# Broke manifold bolts, again



## johnslawn (Nov 13, 2006)

Folks, I replaced the broken exhaust manifold bolts almost two years ago. leaking.
/broken again. I understand it is a common chevy problem.
Anyone have better luck doing a fix? Suggestions? I really don't want to do this every two years. Thanks for input.
2006, 6.0 1 ton.


----------



## Sydenstricker Landscaping (Dec 17, 2006)

I guess the first question is where did you get the replacement bolts?? If they are dealer ones, of course they are gonna break again. I got a set of the stage 8 locking header bolts (they will work on the manifolds too) from summit last year. Even after a season of plowing and all this year with them, still look like the day I installed them. They dont list an actual 6.0 set, but the LS1 work just fine.


----------



## johnslawn (Nov 13, 2006)

Company mechanic did me a favor.Former GM tech. not sure what bolts he used. So your telling me to get quality bolts? Sounds feasible.


----------



## PlowTeam5 (Nov 14, 2010)

http://www.jegs.com/p/ARP/ARP-Header-Bolt-Kit/744888/10002/-1

Arp is a really good strong bolt.


----------



## johnslawn (Nov 13, 2006)

Ok. I will check with them to make sure they will go on stock manifolds. How bout gaskets? make a difference?


----------



## Sydenstricker Landscaping (Dec 17, 2006)

It wouldnt hurt to replace the gaskets. Has there been any leaking from the bolts being broke?? If so, you should also check the gasket surface of the manifold. The leak can distort the surface and cause more issues later down the road. But getting a high quality bolt from ARP or Stage 8 will be 10x better. Either one should fit the stock manifolds since they really arent much different than the headers and the bolts are the same length as the oem ones.


----------



## PlowTeam5 (Nov 14, 2010)

I would run a 3 piece steel gasket if I was you. They last alot longer then the paper ones. Or get a stock replacement as they have steel in them as well. The Felpro paper gaskets are junk IMO. I ran tons of 3 piece steel manifold and head gaskets and never had any issues with them. Another thing you can do to them is spray them down with Halamar before putting them on. That will help get a good seal. I have done this on many LS1 motors that I have built it never had a gasket go bad.


----------



## PlowTeam5 (Nov 14, 2010)

Here did all the work for you. 

http://www.cometic.com/domesticauto.aspx

Also if you can wait till monday you can call a local shop to me that my good friends own.
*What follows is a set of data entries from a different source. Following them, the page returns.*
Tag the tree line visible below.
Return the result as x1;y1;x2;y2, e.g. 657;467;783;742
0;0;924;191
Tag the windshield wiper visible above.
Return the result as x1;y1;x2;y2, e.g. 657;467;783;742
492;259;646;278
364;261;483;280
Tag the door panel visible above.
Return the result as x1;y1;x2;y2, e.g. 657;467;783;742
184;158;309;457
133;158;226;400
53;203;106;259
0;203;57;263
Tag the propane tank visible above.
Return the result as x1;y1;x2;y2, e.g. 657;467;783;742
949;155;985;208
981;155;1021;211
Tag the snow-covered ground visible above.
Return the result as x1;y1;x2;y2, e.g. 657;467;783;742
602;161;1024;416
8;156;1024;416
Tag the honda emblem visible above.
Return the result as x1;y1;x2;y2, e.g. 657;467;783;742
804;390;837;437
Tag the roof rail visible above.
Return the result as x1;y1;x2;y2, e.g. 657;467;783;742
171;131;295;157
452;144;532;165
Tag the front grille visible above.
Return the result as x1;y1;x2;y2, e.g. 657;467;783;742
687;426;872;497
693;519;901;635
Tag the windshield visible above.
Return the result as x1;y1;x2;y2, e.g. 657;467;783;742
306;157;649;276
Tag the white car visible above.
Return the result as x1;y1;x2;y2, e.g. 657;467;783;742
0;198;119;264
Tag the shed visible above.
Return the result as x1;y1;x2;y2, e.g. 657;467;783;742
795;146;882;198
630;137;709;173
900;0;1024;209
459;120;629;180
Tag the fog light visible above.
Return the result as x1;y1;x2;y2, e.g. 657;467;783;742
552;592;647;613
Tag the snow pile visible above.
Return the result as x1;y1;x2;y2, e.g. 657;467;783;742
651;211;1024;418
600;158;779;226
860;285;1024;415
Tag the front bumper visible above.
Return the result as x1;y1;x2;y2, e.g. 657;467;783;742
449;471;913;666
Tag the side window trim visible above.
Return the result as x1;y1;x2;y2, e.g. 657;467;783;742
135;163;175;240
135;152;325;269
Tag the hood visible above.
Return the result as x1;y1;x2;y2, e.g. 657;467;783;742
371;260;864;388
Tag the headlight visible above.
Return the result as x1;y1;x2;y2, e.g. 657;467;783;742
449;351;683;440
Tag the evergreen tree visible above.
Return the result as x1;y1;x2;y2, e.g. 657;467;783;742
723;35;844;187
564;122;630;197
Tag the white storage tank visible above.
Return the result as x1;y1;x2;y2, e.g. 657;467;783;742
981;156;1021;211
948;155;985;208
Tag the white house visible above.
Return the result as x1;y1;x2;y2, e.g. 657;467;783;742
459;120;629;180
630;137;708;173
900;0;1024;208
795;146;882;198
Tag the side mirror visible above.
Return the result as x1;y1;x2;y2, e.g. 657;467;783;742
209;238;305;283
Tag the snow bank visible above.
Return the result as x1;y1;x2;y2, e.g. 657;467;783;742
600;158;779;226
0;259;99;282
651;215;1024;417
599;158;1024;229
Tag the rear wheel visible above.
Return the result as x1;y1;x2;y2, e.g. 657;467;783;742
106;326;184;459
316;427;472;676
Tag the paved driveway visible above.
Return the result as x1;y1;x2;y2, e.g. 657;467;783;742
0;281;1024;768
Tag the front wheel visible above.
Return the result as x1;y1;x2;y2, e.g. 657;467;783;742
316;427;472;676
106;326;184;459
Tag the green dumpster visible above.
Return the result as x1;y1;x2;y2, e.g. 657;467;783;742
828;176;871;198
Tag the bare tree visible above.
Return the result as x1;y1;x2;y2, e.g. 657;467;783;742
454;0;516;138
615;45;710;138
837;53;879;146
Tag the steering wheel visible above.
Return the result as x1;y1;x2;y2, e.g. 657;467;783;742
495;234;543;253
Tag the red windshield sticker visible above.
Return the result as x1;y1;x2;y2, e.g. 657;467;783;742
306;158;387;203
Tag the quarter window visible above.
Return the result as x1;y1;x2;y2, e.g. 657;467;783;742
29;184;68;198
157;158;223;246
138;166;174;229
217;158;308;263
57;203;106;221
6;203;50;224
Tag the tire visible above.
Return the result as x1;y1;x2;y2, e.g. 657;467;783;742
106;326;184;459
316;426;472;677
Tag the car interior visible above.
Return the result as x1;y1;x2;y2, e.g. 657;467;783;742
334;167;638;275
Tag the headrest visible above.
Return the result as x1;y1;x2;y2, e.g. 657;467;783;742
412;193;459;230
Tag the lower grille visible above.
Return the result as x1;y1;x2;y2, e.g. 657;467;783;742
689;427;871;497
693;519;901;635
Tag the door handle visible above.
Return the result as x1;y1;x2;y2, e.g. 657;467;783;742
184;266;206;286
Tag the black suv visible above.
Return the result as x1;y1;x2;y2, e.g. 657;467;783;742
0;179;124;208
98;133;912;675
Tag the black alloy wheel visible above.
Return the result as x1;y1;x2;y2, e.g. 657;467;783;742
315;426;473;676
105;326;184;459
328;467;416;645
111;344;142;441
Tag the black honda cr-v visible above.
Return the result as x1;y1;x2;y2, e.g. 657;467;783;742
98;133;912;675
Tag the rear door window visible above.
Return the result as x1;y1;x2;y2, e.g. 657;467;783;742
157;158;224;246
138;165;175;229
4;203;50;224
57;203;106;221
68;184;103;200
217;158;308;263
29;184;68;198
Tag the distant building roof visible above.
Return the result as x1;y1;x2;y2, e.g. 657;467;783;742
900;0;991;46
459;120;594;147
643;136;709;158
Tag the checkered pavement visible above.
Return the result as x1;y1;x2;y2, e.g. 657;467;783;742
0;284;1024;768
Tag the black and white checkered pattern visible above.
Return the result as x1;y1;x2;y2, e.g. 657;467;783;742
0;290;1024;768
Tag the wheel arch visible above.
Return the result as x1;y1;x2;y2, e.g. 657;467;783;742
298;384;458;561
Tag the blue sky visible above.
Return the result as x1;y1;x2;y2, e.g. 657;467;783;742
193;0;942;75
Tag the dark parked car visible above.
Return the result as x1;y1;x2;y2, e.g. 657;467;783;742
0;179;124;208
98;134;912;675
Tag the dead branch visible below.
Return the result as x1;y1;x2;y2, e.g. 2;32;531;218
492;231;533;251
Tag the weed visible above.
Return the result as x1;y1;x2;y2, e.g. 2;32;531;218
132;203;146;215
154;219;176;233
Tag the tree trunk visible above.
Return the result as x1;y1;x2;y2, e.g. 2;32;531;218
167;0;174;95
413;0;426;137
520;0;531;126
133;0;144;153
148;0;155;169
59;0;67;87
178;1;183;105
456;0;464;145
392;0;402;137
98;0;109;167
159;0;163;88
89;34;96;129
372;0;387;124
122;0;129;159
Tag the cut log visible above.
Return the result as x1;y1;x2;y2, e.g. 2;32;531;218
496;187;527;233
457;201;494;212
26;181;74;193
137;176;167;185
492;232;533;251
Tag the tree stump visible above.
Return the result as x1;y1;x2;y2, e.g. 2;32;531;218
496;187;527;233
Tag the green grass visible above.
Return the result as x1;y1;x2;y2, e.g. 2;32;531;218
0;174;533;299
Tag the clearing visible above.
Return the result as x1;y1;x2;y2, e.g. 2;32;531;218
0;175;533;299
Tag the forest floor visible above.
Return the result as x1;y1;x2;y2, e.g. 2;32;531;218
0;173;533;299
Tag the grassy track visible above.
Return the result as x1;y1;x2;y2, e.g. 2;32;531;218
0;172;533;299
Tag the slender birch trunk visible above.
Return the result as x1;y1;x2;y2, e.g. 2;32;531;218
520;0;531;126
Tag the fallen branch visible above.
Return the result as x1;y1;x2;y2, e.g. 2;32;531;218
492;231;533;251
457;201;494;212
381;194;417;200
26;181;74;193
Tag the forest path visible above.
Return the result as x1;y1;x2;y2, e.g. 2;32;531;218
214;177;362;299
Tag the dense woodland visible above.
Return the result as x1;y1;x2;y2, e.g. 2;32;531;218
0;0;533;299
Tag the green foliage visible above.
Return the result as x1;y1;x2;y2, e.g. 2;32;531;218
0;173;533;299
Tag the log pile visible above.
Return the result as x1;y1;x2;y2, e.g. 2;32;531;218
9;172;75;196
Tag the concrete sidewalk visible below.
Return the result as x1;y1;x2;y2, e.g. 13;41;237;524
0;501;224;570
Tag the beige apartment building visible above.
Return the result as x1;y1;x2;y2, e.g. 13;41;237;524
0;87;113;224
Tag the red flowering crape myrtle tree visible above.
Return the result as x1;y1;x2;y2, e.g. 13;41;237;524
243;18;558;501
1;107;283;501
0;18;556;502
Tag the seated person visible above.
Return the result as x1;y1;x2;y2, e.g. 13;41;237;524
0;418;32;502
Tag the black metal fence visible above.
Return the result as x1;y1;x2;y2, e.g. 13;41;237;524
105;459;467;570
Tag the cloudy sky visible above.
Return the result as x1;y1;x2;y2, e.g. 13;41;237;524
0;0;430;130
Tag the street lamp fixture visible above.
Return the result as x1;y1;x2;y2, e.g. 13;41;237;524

They might be able to get you a good deal on everything or it at cost. 614-444-5884. Ask for Brandon or Jeff. Jeff is the owner. Tell them Sam sent you and they can hook you up. The shop is called IPS Motorsports and they do tons of LSX stuff. They have the fastest C6Z in the country.


----------



## johnslawn (Nov 13, 2006)

All good stuff guys. Thanks


----------



## 03silverado (Nov 28, 2010)

When the manifold is off, have it resurfaced to make sure it is flat. Also drill all manifold bolt holes to the next drill size. Especially the ones that are not round. What happens is when the manifold expands and contracts with the heat/cool cycle, the manifold pushes on the studs laterally, finally breaking them. Making the holes a little bigger lets the manifold shrink and grow without binding on the bolts. Started doing this 15 plus years ago on caterpillar engines. Works on all exhaust manifolds, Fords too!


----------



## johnslawn (Nov 13, 2006)

That sounds expensive to have done. And more than I am capable to do in my driveway. 
Talking with my brother today about stronger bolts installed. He mentioned, if I have problems in the future drilling stronger bolts out could be a problem. Made me think.


----------



## PlowTeam5 (Nov 14, 2010)

You can put anti seize on any bolt to keep it from sticking in the future to make for easy removal.


----------



## 03silverado (Nov 28, 2010)

Caterpillar tried the stronger bolt thing. They used high grade stainless. Those were horrible to drill and extract. They then said to drill holes bigger in the manifold and use the regular studs. Problem solved. Having manifold machined-35 bucks, G.M. studs 20 bucks, drilling manifolds out-nothing, a couple of hours labor-??? Not really hard or expensive.


----------



## johnslawn (Nov 13, 2006)

Again, great info.


----------



## BlizzardBeater (Aug 29, 2010)

Drilling out any manifold bolts really suck. I've always had much better luck welding a nut onto the broken bolt. This can even be done if the bolt is broke less than flush! But yes, you have to fix the issue or you will be chasing this forever. Drilling out the manifold holes will allow the manifold to expand and contract without stressing the bolts laterally. This should be the last time you have to do it.


----------



## Holland (Aug 18, 2010)

6.0's are notorious for breaking manifold bolts. especially the rear ones on each side. ( which of course are the hardest to get to) From the factory the manifold bolt holes are tight to the bolts. When the manifolds heat up they expand and what happens over time is they actually have a shearing effect on the bolts. best fix is to drill out the holes to the next size like 03 silverado stated. Felpro gaskets will be a little more forgiving and not require resurfacing. Use the factory steel ones and you might want to look into resurfacing. Hope it works out!


----------



## auto tech (Nov 30, 2010)

03 silverado nailed it xtract broken stud put gm bolts back in xcept enlarge the holes to give room to expand and contract,wouldnt recommend the grade 8 bolts if they cause when they break again youll have $500 in drill bits and either commit suicide or burn the truck.


----------



## johnslawn (Nov 13, 2006)

Truck going to the shop in a couple of weeks. Manifolds getting drilled, resurfaced and new exhaust installed.
Should be good for a few years. Fingers crossed.


----------